2. The low-voltage DC brushless floating door controller according to claim 1, characterized in that: It also includes a Bluetooth module (9) and an RS-485 conversion module (10). The input terminal of the Bluetooth module (9) is connected to the CPU (4), and the input terminal of the RS-485 conversion module (10) is connected to the CPU (4), which are used to realize communication between the CPU (4) and external Bluetooth devices and external devices, respectively.

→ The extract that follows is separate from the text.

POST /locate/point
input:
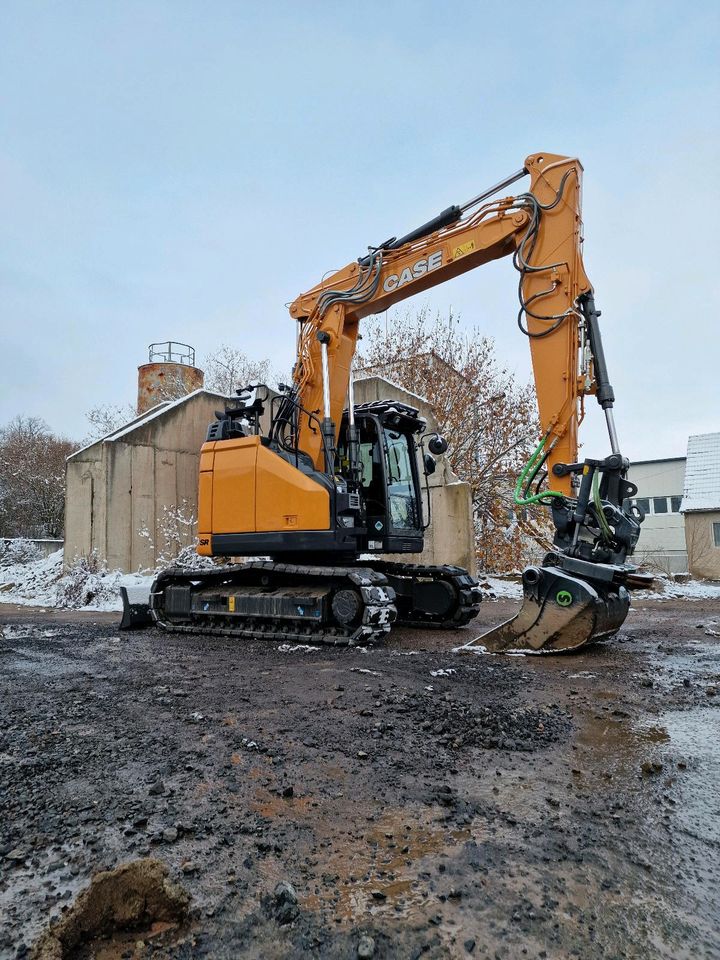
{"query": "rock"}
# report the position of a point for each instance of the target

3. The low-voltage DC brushless floating door controller according to claim 1, characterized in that: It also includes a wireless remote control receiver module (11), whose input end receives external remote control signals and whose output end is connected to the CPU (4) to transmit the decoded remote control signal to the CPU (4).
4. The low-voltage DC brushless suspended door controller according to claim 1, characterized in that: It also includes a button circuit (20) and a display circuit (19). The output of the button circuit (20) is connected to the CPU (4) for inputting parameter instructions; the input of the display circuit (19) is connected to the CPU (4) for displaying system information.
5. The low-voltage DC brushless suspended door controller according to claim 1, characterized in that: The open limit sensor (22) and the closed limit sensor (23) are both Hall effect proximity switch sensors, which are used in conjunction with the open and closed magnets installed at appropriate positions on the suspended door.
6. The low-voltage DC brushless suspended door controller according to claim 1, characterized in that: The anti-collision infrared signal (24) and the anti-climb infrared signal (25) are both through-beam infrared sensors. The protection and filtering circuit fifteen (15) and the protection and filtering circuit sixteen (16) protect and filter their output signals and then transmit them to the CPU (4).